Quando o empregador “corta” pagamentos, deixa de recolher FGTS ou paga rescisão menor do que deveria, uma ação trabalhista por demissão sem justa causa pode ser a forma de cobrar tudo com correção.
3) Pedido de demissão na experiência (saída por iniciativa do trabalhador)
Ao pedir demissão, você ainda recebe saldo de salário, 13º proporcional e férias proporcionais + 1/3. Porém, podem existir descontos ou indenizações ao empregador dependendo das cláusulas e do prazo restante, conforme a CLT e o contrato assinado.
Antes de pedir demissão por pressão, humilhação ou atraso salarial, avalie se existe situação de culpa do empregador.
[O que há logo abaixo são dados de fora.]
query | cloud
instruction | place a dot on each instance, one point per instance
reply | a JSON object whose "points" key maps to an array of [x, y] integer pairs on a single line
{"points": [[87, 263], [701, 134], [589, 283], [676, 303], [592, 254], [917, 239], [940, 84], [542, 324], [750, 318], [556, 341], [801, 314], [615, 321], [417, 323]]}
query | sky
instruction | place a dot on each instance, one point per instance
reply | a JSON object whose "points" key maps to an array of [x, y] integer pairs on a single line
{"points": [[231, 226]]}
4) Rescisão indireta durante a experiência: quando a culpa é da empresa
Se a empresa atrasa salários, não cumpre obrigações, impõe condições humilhantes, exige atividades ilegais ou torna insuportável o trabalho, pode caber rescisão indireta — que busca garantir ao trabalhador verbas semelhantes às de uma demissão sem justa causa, sem “perder direitos” por pedir demissão.
Nesse cenário, o ideal é reunir provas e buscar rapidamente suporte jurídico em rescisão indireta para não comprometer a estratégia do caso.
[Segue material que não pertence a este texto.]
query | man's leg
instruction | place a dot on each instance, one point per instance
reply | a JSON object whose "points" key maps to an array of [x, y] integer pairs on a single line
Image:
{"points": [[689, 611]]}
Justa causa na experiência: dá para contestar?
A justa causa é a penalidade mais severa e precisa de prova forte, proporcionalidade e imediatidade. Na prática, algumas empresas aplicam justa causa de forma precipitada para evitar custos da rescisão.
Se você foi demitido por justa causa durante a experiência e a alegação não faz sentido (ou não tem prova), é possível buscar a reversão na Justiça e cobrar as verbas suprimidas. Documentos, mensagens, testemunhas e histórico de advertências (ou a falta delas) costumam ser decisivos.
Problemas comuns no período de experiência (e como se proteger)
Alguns sinais de alerta que merecem atenção:
FGTS não depositado ou depósitos menores que o salário;
Horas extras “por fora” ou sem registro;
Função diferente da contratada, com acúmulo sem ajuste;
Assédio moral (humilhações, ameaças, exposição) ou assédio sexual;
Ausência de registro em carteira ou tentativa de “PJ” para função típica de empregado.
Uma boa prática é guardar holerites, print de conversas, escalas, e-mails, comprovantes de depósito e qualquer documento do vínculo. Esse material ajuda tanto em acordos quanto em processos.
Quando procurar um advogado trabalhista (e por que isso acelera a solução)
Vale procurar orientação quando:
Você foi demitido e desconfia que a rescisão foi calculada errado;
A empresa atrasou salário, não recolheu FGTS ou exigiu jornada irregular;
Você sofreu assédio moral/sexual ou condições degradantes;
Aplicaram justa causa sem prova;
Você quer sair, mas teme perder direitos.
O escritório Gilberto Vilaça atua na análise completa do seu caso e dos documentos para identificar o melhor caminho: cobrança de verbas, reversão de justa causa, rescisão indireta, horas extras, FGTS, indenizações e reconhecimento de vínculo quando houver contratação irregular.
Checklist rápido: o que separar antes da consulta
CTPS (foto das páginas) e contrato de experiência;
Holerites, extratos bancários e TRCT (se houver);
Extrato do FGTS;
Espelho de ponto, escalas, mensagens e e-mails;
Nomes de colegas que possam testemunhar;
Atestados, CAT (se acidente) e documentos médicos (se aplicável).
Com esses itens, a avaliação fica mais rápida e precisa — e você reduz o risco de aceitar acordos com valores abaixo do devido.
Conclusão
O período de experiência não elimina direitos. Se houve demissão, pagamentos incorretos, FGTS ausente, horas extras não pagas, assédio ou justa causa indevida, você pode ter valores a receber e medidas legais disponíveis. O mais importante é agir com estratégia, provas e orientação profissional para cobrar tudo o que a lei garante.